Before we begin the questions, I must warn against these two urgent, life and death problems:
1. The growing threat that terrorists pose with home made bombs (like the one used at Oklahoma) and miniaturized plastic devices etc of devastating power.
2. The horrendous implications of the proliferation of atomic, biological and chemical weapons, about which much more should be done in the frightening wake of Chernobyl.
However, being an optimist I will end on an encouraging note. There is cause for hope. Human endeavor and the instinct for survival will combine with technological, scientific and medical advances to 'overcome'. Despite Spengler's prediction, technics will not master man.

Every generation thinks its problems are unbearable. They are not. Let us stick to our fundamental values, which are sound and healthy. Above all, remember that the human factor in politics, economics and personal relationships is what counts and does make a difference. Let us do the right thing and our best. No one can do more.

So what for me are the lessons of this 40-year journey around world diplomacy?

In the unpredictable course of international happenings, let us take the Buddha's "middle path" of moderation in all things, including moderation itself.

When things look too awful and insoluble in the short term be patient, have a long attention span and remember T.S. Eliot's advice:

"Teach us to care and not to care.
Teach us to sit still."
And, since no Man is an Island, we should on the personal level, recall Ezra Pound's words: "...nothing matters but the quality of the affection -- in the end -- that has carved the trace in the mind..."

Because a main part of this talk concerned the media in the English speaking world, please let Winston Churchill have the last word:

An editor once had the temerity to correct a Churchillian sentence on the grounds that he should not have ended it with a preposition. Churchill scribbled a note of his own: "This is the sort of English up with which I will not put."

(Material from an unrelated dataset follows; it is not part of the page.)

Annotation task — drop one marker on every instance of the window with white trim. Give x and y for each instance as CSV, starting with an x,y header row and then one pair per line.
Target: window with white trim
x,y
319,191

Thanks for putting up with me and listening so patiently.

Now, I hope you will put frank and probing questions and we will try and come up with some answers.



[Mohsin Ali, World War II air force officer, joined Reuters headquarters, London, in 1948, and as diplomatic correspondent covered virtually every major world event until his retirement in 1980 when he was made an Officer of the Order of the British Empire (O.B.E.) by Queen Elizabeth. He then joined The Times of London bureau in Washington, and retired to Pinehurst, NC. He is an invited speaker at universities, social and professional organizations.]